Since $(x-\lambda_i)^{a_i}$ divides $h_j$ whenever $i\ne j$, we have
$$\chi^n-x \equiv q_i^nh_i^n-x \mod (x - \lambda_i)^{a_i}.$$
So, if each $q_i$ is chosen such that each $q_i^nh_i^n-x$ is divisible by $(x - \lambda_i)^{a_i}$, then $\chi^n-x$ is divisible by each $(x - \lambda_i)^{a_i}$ and in turn also by $f$.

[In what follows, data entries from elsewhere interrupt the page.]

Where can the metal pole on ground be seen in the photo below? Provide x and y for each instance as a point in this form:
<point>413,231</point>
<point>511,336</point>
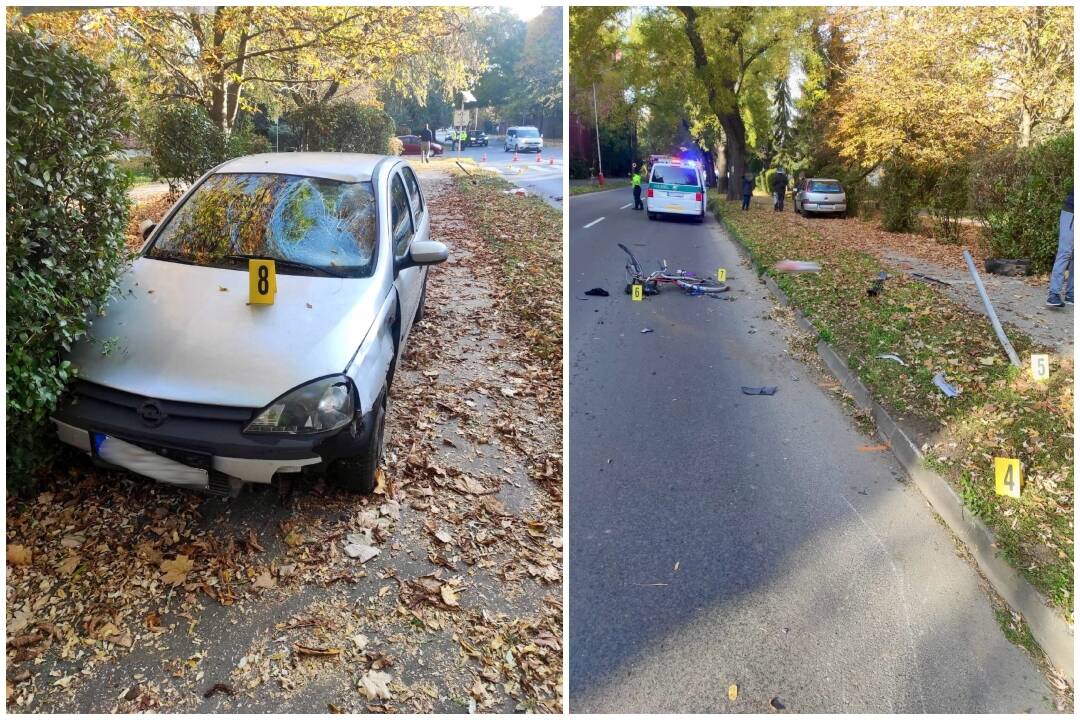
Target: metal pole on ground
<point>989,311</point>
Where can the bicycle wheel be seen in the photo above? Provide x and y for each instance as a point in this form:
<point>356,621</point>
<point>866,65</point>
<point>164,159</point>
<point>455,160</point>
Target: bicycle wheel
<point>706,286</point>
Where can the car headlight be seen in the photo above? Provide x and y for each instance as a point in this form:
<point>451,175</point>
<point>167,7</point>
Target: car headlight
<point>320,406</point>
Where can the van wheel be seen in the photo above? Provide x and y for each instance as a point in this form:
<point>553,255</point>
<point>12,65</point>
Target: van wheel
<point>359,474</point>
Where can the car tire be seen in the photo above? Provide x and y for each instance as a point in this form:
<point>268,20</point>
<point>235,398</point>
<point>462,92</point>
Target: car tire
<point>359,474</point>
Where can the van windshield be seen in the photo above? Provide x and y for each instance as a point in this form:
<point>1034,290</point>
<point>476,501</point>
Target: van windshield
<point>675,175</point>
<point>313,223</point>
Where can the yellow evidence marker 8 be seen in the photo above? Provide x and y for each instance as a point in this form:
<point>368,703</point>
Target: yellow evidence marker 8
<point>261,282</point>
<point>1040,367</point>
<point>1007,476</point>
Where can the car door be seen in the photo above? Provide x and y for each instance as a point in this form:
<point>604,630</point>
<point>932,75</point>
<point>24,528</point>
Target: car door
<point>409,281</point>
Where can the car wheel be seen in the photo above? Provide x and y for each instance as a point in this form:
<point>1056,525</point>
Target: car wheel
<point>359,474</point>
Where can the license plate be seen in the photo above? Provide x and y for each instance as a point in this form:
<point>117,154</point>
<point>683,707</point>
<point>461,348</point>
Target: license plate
<point>184,467</point>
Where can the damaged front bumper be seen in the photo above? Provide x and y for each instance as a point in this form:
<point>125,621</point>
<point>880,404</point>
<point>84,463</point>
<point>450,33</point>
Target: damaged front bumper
<point>193,446</point>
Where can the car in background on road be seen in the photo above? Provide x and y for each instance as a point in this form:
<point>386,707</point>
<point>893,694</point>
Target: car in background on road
<point>820,194</point>
<point>525,138</point>
<point>258,329</point>
<point>410,146</point>
<point>675,188</point>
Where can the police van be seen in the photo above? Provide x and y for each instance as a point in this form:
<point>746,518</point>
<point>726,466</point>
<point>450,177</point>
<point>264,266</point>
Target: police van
<point>676,188</point>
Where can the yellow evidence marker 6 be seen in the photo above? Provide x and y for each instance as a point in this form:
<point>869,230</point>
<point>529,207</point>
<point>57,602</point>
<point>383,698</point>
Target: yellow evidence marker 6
<point>1040,367</point>
<point>261,282</point>
<point>1007,476</point>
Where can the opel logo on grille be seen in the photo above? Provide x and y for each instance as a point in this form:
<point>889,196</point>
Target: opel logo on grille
<point>150,413</point>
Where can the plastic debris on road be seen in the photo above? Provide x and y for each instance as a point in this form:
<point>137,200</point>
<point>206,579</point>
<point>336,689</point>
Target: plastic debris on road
<point>894,357</point>
<point>944,385</point>
<point>796,266</point>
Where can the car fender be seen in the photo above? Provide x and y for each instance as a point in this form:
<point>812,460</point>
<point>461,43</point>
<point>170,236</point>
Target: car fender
<point>368,367</point>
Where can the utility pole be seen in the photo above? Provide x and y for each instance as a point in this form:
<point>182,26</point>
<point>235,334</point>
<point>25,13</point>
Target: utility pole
<point>596,123</point>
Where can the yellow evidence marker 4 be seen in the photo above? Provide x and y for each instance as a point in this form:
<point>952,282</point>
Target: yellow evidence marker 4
<point>1007,476</point>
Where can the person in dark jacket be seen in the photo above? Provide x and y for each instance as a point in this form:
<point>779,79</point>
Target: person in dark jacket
<point>779,189</point>
<point>426,138</point>
<point>747,190</point>
<point>1063,261</point>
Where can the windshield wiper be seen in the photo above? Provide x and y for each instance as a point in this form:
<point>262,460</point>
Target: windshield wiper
<point>289,263</point>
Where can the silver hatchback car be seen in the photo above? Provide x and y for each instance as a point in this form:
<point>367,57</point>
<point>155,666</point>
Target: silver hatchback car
<point>258,328</point>
<point>819,194</point>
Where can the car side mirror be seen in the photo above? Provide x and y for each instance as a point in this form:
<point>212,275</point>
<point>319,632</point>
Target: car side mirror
<point>424,253</point>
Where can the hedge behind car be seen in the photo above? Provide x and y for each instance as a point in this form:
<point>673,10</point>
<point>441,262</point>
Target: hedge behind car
<point>67,209</point>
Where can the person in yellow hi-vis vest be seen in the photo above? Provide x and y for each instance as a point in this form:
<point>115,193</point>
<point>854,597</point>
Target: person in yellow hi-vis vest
<point>635,180</point>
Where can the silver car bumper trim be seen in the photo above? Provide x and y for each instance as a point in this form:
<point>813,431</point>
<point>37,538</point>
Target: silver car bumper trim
<point>248,470</point>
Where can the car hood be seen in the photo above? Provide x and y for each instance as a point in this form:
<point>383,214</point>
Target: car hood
<point>186,333</point>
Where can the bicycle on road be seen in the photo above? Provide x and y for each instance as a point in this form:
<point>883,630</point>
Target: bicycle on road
<point>690,283</point>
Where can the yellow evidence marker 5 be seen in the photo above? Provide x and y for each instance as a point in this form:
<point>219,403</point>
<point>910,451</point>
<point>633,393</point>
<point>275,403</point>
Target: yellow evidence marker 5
<point>261,282</point>
<point>1007,476</point>
<point>1040,367</point>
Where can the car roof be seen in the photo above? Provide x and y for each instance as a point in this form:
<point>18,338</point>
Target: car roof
<point>341,166</point>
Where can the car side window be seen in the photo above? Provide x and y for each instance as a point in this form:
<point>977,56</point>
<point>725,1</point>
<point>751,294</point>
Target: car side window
<point>400,218</point>
<point>415,197</point>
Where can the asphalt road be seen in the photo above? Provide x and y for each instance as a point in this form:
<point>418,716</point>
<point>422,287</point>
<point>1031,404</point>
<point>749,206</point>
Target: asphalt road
<point>543,179</point>
<point>719,539</point>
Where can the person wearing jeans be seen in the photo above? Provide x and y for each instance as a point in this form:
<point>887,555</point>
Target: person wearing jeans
<point>1063,261</point>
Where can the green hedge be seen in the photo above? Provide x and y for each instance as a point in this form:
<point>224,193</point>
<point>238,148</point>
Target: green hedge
<point>184,143</point>
<point>1018,195</point>
<point>67,211</point>
<point>346,126</point>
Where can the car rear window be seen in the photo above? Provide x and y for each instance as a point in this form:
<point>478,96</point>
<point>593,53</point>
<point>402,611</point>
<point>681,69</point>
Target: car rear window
<point>314,221</point>
<point>675,175</point>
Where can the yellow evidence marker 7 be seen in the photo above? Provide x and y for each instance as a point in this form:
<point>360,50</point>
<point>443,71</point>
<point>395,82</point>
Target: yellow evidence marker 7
<point>1040,367</point>
<point>261,282</point>
<point>1007,476</point>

It remains to choose an appropriate $q_i$. Define
$$p_i=q_i^nh_i^n-x.$$
Then $p_i$ is divisible by $(x - \lambda_i)^{a_i}$ if and only if $0=p(\lambda_i)=p'(\lambda_i)=\cdots=p^{(a_i-1)}(\lambda_i)$. If we take
$$q_i(x)=\sum_{r=0}^{a_i-1}c_r(x-\lambda_i)^r,$$
the system of equations reduces to
$$\begin{align}0=p(\lambda_i)&=c_0^nh_i(\lambda_i)^n+\lambda_i,\tag{1}\\ 0=p^{(r)}(\lambda_i)&=nr!c_0^{n-r}c_rh_i(\lambda_i)^n+d_r\quad(\text{for } 1\le r<a_i),\tag{2}\end{align}$$
where $d_r$ is some constant that depends only on $c_0,c_1,\ldots,c_{r-1}$ but not on $c_i$ for each $i\ge r$.
Since the underlying field is algebraically closed and $h_i(\lambda_i)\ne0$, we may take $c_0=-\lambda_i^{1/n}/h_i(\lambda_i)$ in equation $(1)$, where $\lambda_i^{1/n}$ is any $n$-th root of $\lambda_i$. As $\lambda_i$ is also nonzero, we have $nr!c_0^{n-r}h_i(\lambda_i)^n\ne0$ in equation $(2)$. Hence we may determine $c_1,c_2,\ldots,c_{a_i-1}$ from $(2)$ successively and obtain $q_i$.
(I guess the proof in Shengtong Zhang's answer is essentially the same, but he has used something called "Hensel lifting" that I have never heard of and so I don't really understand his answer.)